Still, if I had a ballot, this is how I’d cast it at this juncture. We all know what happened to “Zero Dark Thirty,” and I’m not revisiting that except to say that it’s by far the best American film in this category, and the one that will have Oscar historians shaking their heads years into the future. I don’t think I’ll ever understand what happened to “Lincoln,” which is the biggest hit (so far) among all the nominated films, has a great cast, a great script and terrific production values, and illuminates the life of America’s greatest president. I guess it’s the perfect Oscar movie – for 1994.
I’ve already spelled out my objections to “Argo,” which will almost certainly win and won’t even be in the top 10 of worst movies to do so. (Hell, it might not make the top five of this century!) It’s a trivial, self-diminishing entertainment made with considerable craft, and what else is new? But as Steve Pond of the Wrap explains in this helpful essay, academy members get to rank their votes 1 through 9, and if they belong to the anti-“Argo” camp, there’s no downside to voting their hearts. I don’t really believe they’ll give the prize to “Amour,” but it’s the last really good movie standing between “Argo” and glory that isn’t contaminated with quasi-bogus concern-troll controversy.
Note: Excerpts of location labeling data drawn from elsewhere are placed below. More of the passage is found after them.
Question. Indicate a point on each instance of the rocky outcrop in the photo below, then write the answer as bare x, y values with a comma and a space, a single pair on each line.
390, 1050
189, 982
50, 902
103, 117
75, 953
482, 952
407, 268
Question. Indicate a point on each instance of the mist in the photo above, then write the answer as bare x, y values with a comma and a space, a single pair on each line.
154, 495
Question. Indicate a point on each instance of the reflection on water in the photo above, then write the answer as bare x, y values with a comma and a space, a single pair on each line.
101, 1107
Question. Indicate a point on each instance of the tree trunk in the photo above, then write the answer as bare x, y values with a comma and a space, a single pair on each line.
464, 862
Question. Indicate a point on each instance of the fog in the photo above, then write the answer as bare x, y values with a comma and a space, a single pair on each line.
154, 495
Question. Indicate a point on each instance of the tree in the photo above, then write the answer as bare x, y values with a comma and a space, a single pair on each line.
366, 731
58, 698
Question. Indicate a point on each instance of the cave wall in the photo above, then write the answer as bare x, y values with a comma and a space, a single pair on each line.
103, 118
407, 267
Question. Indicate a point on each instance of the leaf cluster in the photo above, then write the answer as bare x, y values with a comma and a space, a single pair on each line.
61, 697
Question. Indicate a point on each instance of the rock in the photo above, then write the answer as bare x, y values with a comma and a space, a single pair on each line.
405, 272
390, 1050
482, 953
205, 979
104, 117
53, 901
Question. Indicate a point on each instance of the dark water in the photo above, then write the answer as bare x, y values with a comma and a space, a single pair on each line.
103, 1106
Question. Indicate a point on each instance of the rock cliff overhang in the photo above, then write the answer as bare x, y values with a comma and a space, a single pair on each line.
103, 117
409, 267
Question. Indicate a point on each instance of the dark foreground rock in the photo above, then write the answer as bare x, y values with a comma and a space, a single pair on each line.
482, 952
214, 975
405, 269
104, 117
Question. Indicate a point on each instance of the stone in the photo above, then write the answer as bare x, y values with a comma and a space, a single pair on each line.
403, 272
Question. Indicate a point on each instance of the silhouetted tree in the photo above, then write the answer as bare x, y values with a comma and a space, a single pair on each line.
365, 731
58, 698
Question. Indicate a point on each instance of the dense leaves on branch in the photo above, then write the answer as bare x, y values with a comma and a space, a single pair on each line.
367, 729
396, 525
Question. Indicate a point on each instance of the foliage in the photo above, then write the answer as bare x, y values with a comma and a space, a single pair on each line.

BEST DIRECTOR: Michael Haneke, “Amour”
See above, basically – except that this one’s not totally impossible. We have the anomalous and much-discussed situation this year of a presumed Oscar-winning movie (“Argo”) whose director was not even nominated in this category. So the directing prize will function this year as a kind of best-picture runner-up, like reserve best of breed at the dog show. And with two other spurned nominees and highly plausible winners – Kathryn Bigelow and Quentin Tarantino – also out of the picture, the category’s wide open. Most people expect Ang Lee or Steven Spielberg to cop this prize, for having wrestled down the enormous technical challenges of their respective big-ass movies. I’d definitely put my money on one of them (probably Lee) if I were in Vegas, but this disordered situation also gives Hollywood its one and only chance to honor one of the greatest living directors in world cinema, who is in the later stages of his career and will never make a more accessible film.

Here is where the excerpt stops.